Andras Kovats, executive director of Menedek (the word means “refuge” in Hungarian), said Fritz’s approach is rare in today’s Hungary. His organization sometimes rents space from the JCC and has partnered with Bálint Ház on panel discussions and other events.
“I see very often that human rights activists seldom consider that other disadvantaged groups face problems that stem from the same mentality,” he said. “Bálint Ház very consciously tries to overcome that and tries to find the commonalities.”
Zsofia Somogyi, who coordinates tikkun olam projects for the JCC, said it’s sometimes easier for Jews to spark these types of conversations than other Hungarians.
It’s a real asset to come from a tradition whose values point directly at ideas like repairing the world, being kind to your neighbor, and welcoming the stranger, she said.
“We don’t change politics. We don’t say, ‘Vote for this party.’ We start a conversation,” she said. “The whole society needs a chance to work out these sensitive questions.”

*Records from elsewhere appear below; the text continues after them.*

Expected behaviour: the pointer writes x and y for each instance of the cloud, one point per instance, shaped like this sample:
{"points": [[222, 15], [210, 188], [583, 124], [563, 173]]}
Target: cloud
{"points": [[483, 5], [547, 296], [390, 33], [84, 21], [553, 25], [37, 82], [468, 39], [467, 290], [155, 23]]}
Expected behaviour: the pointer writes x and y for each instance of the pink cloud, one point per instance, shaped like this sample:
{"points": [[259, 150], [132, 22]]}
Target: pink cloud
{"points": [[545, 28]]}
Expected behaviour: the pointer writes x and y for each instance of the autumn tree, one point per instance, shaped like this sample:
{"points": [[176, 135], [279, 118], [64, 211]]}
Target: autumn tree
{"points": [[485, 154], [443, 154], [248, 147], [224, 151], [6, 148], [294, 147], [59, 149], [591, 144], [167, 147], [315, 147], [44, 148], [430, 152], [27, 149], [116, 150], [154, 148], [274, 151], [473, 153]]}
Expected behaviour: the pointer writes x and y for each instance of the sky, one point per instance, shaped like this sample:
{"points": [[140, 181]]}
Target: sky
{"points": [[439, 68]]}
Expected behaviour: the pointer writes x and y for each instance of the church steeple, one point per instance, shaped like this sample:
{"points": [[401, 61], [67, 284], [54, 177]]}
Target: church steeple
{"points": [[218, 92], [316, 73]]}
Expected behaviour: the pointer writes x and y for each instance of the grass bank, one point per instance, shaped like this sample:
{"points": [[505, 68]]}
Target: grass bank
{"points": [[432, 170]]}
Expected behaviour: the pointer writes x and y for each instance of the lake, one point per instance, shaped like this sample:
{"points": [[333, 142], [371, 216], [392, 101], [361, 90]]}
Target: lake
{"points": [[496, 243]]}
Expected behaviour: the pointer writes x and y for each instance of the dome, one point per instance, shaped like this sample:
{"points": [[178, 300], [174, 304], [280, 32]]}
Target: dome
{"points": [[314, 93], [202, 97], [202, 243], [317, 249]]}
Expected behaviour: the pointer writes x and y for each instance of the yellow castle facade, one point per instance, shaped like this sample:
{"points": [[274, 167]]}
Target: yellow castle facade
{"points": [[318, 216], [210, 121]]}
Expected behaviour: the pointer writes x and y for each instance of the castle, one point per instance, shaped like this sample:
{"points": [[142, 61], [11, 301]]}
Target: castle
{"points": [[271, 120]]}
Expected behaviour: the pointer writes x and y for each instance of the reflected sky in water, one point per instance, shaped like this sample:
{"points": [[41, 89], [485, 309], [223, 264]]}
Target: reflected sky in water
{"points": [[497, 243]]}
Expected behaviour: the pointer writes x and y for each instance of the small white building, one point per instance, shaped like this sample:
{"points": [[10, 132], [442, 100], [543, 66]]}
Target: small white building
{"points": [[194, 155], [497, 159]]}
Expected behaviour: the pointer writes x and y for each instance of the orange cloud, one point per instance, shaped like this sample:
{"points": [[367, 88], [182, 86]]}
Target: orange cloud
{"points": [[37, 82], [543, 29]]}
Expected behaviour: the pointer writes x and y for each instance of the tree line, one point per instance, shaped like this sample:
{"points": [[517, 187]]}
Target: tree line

As a woman, Fritz said she feels a special responsibility to be inclusive.
She recalled a social change and entrepreneurship event held at the JCC years ago. She wasn’t invited, but she poked her head in to make sure the chairs were set up properly and the food was where it should be. When she did, she found only men.
“What is this? A cigar club?” she remembers thinking. “This is not going to be the social change I want.”
Hungary still feels like a male-dominated society, Fritz said. Only about 20 percent of politicians in Parliament are women.
“I know from my own experience how much it matters and counts that I’m a woman,” she said. “It’s important that women get a voice – and this is a country where women aren’t generally heard the way they should be.”
Fritz said she knows Hungarians on the margins are not always welcomed by society at-large. That’s why it’s so important for her to include them in her definition of community.
“At a very important point in my life, I got a community, and that’s what I want for everyone – to feel that,” she said. “I feel so thrilled to be part of a Jewish community that feels so strong. It makes me feel like I’m not alone.”
This post is part of a series on the pioneering work being done by Jewish women in Hungary; courtesy JDC.